It’s easy to take water for granted. Throughout much of the world, a twist of the tap yields the instant reward of clean, abundant water, usually at minimal cost. But the process of getting that water from source to glass is staggeringly complex, involving hundreds of engineering solutions along the way.
In some places, concerns about cleanliness must be addressed because water travels through agricultural fields, small settlements or ancient pipes, picking up contaminants on its journey. In addition to disease-generating bacteria, water is often polluted with pesticides, pharmaceuticals and dyes from textile processing. The United Nations estimates that two billion people around the globe do not have access to safe drinking water and that at least half of the planet’s population experiences water scarcity at least once a year. Around 17 million women give birth annually in health care facilities with inadequate water, and 206 million people spend more than half an hour per trip collecting water.

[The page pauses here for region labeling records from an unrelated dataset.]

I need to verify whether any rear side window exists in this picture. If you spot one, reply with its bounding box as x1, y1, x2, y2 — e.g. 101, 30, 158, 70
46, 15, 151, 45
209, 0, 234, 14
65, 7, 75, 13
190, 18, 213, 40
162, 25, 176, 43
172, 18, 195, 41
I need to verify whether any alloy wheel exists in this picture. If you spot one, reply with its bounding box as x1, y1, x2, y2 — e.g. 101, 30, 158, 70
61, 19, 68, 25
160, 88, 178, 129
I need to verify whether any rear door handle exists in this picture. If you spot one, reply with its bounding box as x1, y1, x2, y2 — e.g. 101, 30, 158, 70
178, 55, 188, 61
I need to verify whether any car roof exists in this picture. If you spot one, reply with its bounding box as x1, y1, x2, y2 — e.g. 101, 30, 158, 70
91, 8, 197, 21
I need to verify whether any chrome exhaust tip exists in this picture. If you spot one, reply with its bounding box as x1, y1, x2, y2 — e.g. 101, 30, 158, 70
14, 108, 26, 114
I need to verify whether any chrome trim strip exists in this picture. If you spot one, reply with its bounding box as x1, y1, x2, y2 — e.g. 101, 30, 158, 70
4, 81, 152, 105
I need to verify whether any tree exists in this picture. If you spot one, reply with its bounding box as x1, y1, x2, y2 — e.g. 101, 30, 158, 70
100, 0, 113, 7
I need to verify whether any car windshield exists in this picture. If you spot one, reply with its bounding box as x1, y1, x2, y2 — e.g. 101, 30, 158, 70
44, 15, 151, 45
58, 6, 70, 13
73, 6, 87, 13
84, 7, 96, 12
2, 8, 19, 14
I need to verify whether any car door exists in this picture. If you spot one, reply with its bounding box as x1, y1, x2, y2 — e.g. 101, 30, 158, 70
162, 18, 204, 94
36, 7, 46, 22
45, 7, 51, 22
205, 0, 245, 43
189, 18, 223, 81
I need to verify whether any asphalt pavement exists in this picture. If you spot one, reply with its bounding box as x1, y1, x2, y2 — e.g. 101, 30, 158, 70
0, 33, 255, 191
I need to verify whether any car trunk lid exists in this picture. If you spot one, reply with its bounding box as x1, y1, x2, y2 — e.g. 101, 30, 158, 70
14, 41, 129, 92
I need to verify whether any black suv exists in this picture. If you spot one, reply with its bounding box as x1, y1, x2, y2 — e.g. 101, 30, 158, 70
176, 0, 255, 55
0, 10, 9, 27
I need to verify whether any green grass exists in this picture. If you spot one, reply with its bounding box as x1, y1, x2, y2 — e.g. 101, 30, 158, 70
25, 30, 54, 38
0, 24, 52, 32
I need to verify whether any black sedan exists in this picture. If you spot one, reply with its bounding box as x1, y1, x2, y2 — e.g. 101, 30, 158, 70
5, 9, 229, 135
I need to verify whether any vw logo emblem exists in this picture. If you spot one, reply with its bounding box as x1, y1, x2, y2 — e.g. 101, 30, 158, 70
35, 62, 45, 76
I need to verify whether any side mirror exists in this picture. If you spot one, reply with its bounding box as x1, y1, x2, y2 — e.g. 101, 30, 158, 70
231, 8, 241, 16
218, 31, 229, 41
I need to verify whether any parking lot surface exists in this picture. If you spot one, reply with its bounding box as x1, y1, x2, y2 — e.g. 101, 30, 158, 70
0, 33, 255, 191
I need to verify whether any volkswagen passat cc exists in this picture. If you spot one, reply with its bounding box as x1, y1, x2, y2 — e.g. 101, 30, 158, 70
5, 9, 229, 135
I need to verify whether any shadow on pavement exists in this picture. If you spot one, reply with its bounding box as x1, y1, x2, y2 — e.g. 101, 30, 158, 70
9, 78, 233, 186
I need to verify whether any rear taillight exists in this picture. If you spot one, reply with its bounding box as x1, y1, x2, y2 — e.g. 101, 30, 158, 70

“Where I grew up, there is no 24-hour-per-day water supply,” Kirti Sankhala says about her hometown, Jodhpur, in India’s arid northern state of Rajasthan, where she works as an assistant professor in the Center for Emerging Technologies for Sustainable Development at the Indian Institute of Technology Jodhpur (IIT Jodhpur). “Sometimes we only get water once every two days. But water culture is different here. Everyone has a storage tank, so when water is supplied, people store it.
“We all want a safe glass of water,” continues Sankhala, who was an Azrieli International Postdoctoral Fellow in the Department of Chemical Engineering at Technion–Israel Institute of Technology in 2021 and 2022. “We want high purity — the rejection of contaminants that are a health threat — and at the same time we also want high productivity, which means generating more clean water using less energy and time.”
At IIT Jodhpur, her new research group is contributing toward objective number six on the United Nations’ list of sustainable development goals: ensure availability and sustainable management of water and sanitation for all. For Sankhala, that means providing sustainable water treatment solutions using local natural resources, such as sand, clay and plants, as well as applying emerging membrane technology for water treatment.
Her research focuses on nanofiltration, in which water is forced through microscopic pores to filter out contaminants at a molecular level. The pores in these membranes are between one and 10 nanometres in size. (For comparison, a human hair is 100,000 nanometres across, and a bacterium is 2,000 times larger than the smallest pores in Sankhala’s membranes.) Cleaning water with a membrane, then, is like making coffee in the morning, she says: “You pour everything into the filter on top and then only your coffee will come out, but all the particles will stay on top of the sieve.”